Gold price technical analysis 17 - June, 2013

Gold prices dropped during the majority of the session on Monday, but rebounded somewhat from the problem of drawing the hammer. The biggest problem is certainly the fact that this hammer is situated amid a large congestion, and therefore do not see that it has considerable weight. With this situation, we are waiting now, Mr. Bernanke’s remarks before the U.S. Congress later this week to see if there will be a possibility for further quantitative easing.

Through the movement of many of the commodity-linked currencies, it seems that there are many expect Bernanke to say something.

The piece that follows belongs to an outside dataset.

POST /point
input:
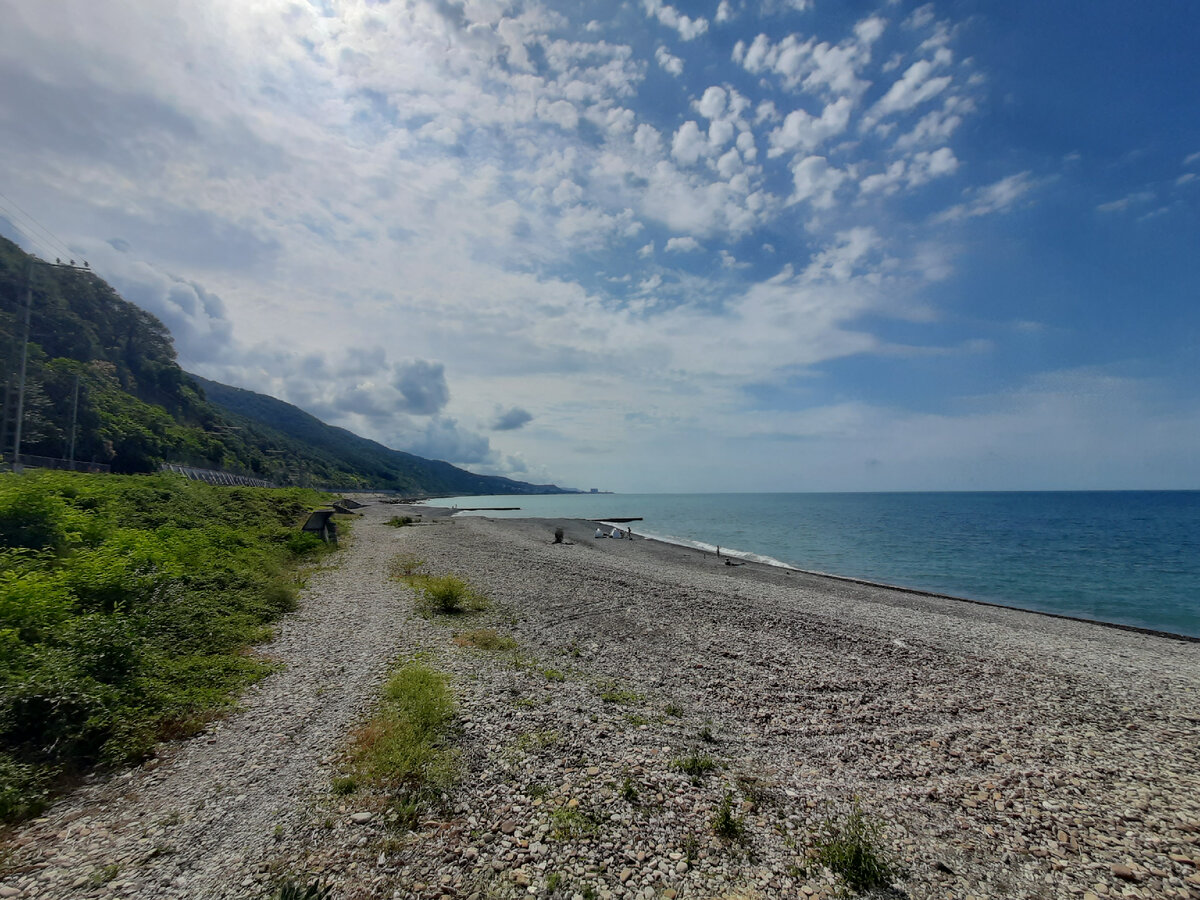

It is based on weak sales data, released Monday morning also, so this will push many people to think that the Fed will feel the need to intervene and do something.

With this, markets will not move much and will remain cautious until after the Bernanke speech. With the movement of stock markets on Monday, it seems that there are many traders in the United States think that Mr. Bernanke will indicate the type of additional easing. For this we may see some sudden movements in the gold markets during a session on Tuesday, where it will show real momentum and penetration of the recent consolidation. If we get the signal, we will take a long position and wait for traffic to reach the level of $ 1700, maybe even $ 1,800.

When looking from the bottom side, we do not see a lot of space down to get below the $ 1500 level. This is expected based on the fact that the level of $ 1500 will be an important area psychologically with certainty, so expect some sort of reaction with respect to support. In general, we prefer to take a long position in this market, and we see that many central banks around the world have started a new round of facilitation. And the fact that this is priced in dollars, we see the Fed does this matter in order to accelerate this market to the upside.